Sucedió tras la masacre de San Bernardino (14 muertos), con el Senado impidiendo que se aprobara una ley que prevenía adquirir armas a aquellos individuos que integran la lista de personas consideradas terroristas. La mayoría de senadores republicanos alegaron que una normativa así podría perjudicar a aquellos estadounidenses de bien que, por un error, estuvieran en la lista.
Tampoco pasó nada cuando los propios miembros del Congreso, hace menos de un año, fueron víctimas de un tiroteo en las afueras de la capital del país mientras jugaban al beisbol, hiriendo de mucha gravedad al tercer republicano más importante de la Cámara de Representantes.
En 2004 fueron incapaces de renovar una prohibición a los rifles de asalto. Y no hubo movimiento ni con una tragedia similar a la escocesa: la masacre de Newtown (20 niños y seis adultos asesinados), uno de los peores días de Barack Obama como presidente de Estados Unidos, no sirvió para que se mejorara la revisión de antecedentes penales para compradores de armas.
El tema de las armas es más una cuestión política que de seguridad nacional, con la interpretación de la Segunda Enmienda como punto central. “Una milicia bien regulada, siendo necesaria para la seguridad de un Estado libre, el derecho de la gente de guardar y llevar armas, no debe ser infringido”, dice el texto.
Hasta mediados del siglo XX se daba por entendido que todo dependía de la palabra milicia, pero dos movimientos de los sesenta (Black Panthers) y los setenta (Asociación Nacional del Rifle, NRA, por sus siglas en inglés), por la represión policial los primeros y el aumento del crimen los segundos, exigieron su derecho como “gente” de “guardar y llevar armas”.
El paso del tiempo, y el poder que atesoró la NRA en la política con su dinero y presión política, llevó el debate que llegó hasta el Tribunal Supremo, que en 2008 dio vía libre a que cualquier ciudadano pueda tener acceso a armas, siempre cumpliendo la legislación vigente y dejando una puerta abierta a la regulación.
Esa puerta ha sido casi imposible encontrar.

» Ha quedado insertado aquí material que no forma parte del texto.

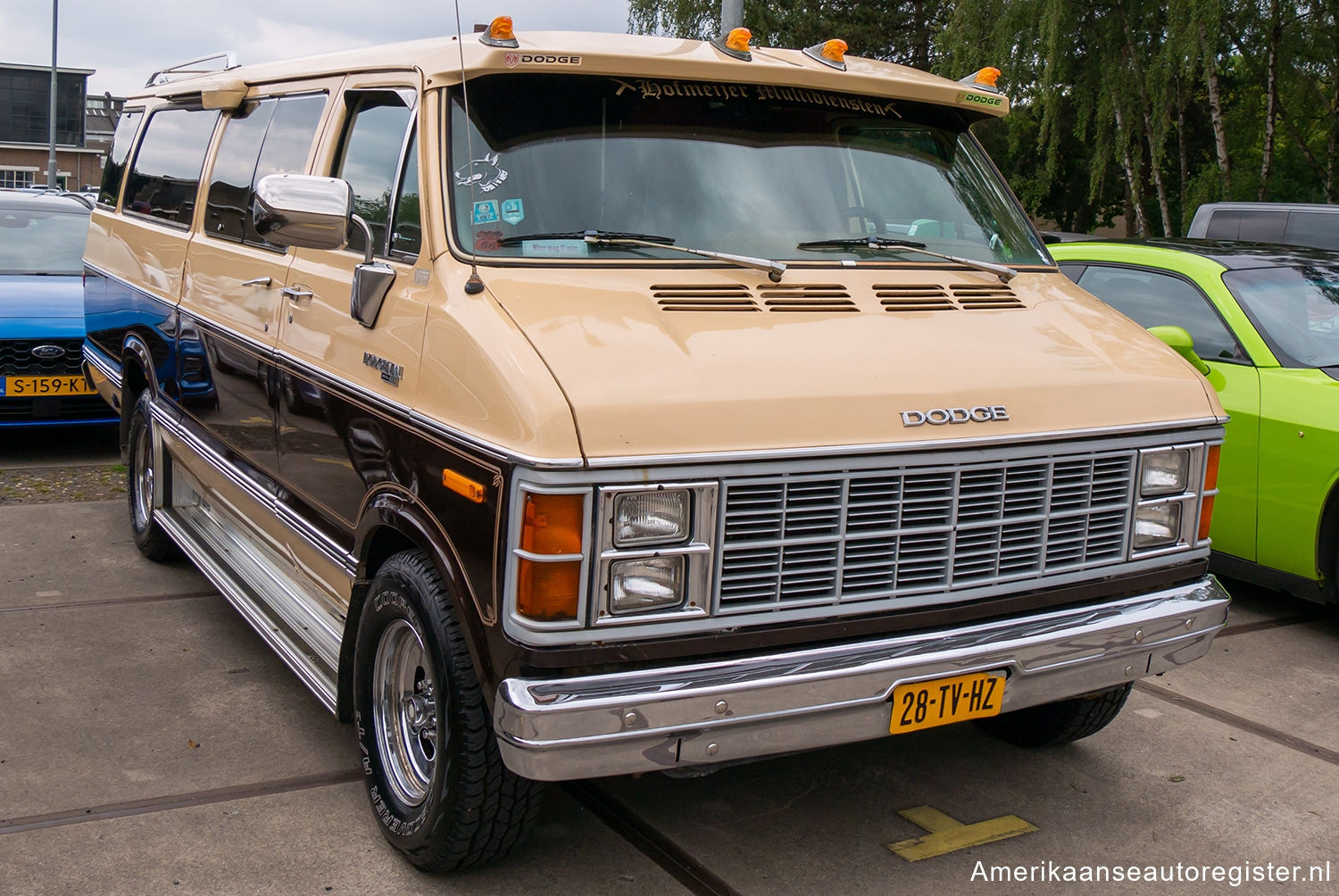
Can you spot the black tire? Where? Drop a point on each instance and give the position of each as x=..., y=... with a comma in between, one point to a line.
x=1060, y=722
x=433, y=772
x=141, y=475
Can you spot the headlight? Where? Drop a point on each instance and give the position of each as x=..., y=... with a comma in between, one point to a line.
x=651, y=583
x=651, y=518
x=1165, y=473
x=1157, y=526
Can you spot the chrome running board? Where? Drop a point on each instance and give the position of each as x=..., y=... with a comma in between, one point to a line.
x=254, y=583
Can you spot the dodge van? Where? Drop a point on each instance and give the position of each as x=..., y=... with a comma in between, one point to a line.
x=564, y=404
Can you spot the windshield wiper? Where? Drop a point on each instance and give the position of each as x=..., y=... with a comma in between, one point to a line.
x=584, y=235
x=618, y=238
x=1001, y=270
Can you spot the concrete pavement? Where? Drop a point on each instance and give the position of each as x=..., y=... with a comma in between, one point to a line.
x=152, y=743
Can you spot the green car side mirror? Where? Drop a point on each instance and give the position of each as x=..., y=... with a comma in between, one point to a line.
x=1184, y=344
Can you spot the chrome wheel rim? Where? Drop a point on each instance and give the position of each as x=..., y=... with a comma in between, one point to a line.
x=404, y=713
x=144, y=478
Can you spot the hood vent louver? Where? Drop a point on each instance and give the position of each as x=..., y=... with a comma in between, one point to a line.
x=704, y=297
x=912, y=297
x=806, y=297
x=899, y=297
x=994, y=296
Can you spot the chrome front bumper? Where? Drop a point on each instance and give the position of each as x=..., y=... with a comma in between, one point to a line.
x=703, y=713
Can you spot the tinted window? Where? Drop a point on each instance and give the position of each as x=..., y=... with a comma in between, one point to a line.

Los más recientes tiroteos han obligado a dar algunos pasos, pero no hay apetito alguno para dar el paso a nivel federal. El poder del lobby armamentístico es demasiado como para voltear el tablero.
Mientras, el martes de esta semana, se produjo un nuevo tiroteo en un instituto, a escasos 100 kilómetros de Washington. La cuenta atrás para el próximo tiroteo empezó.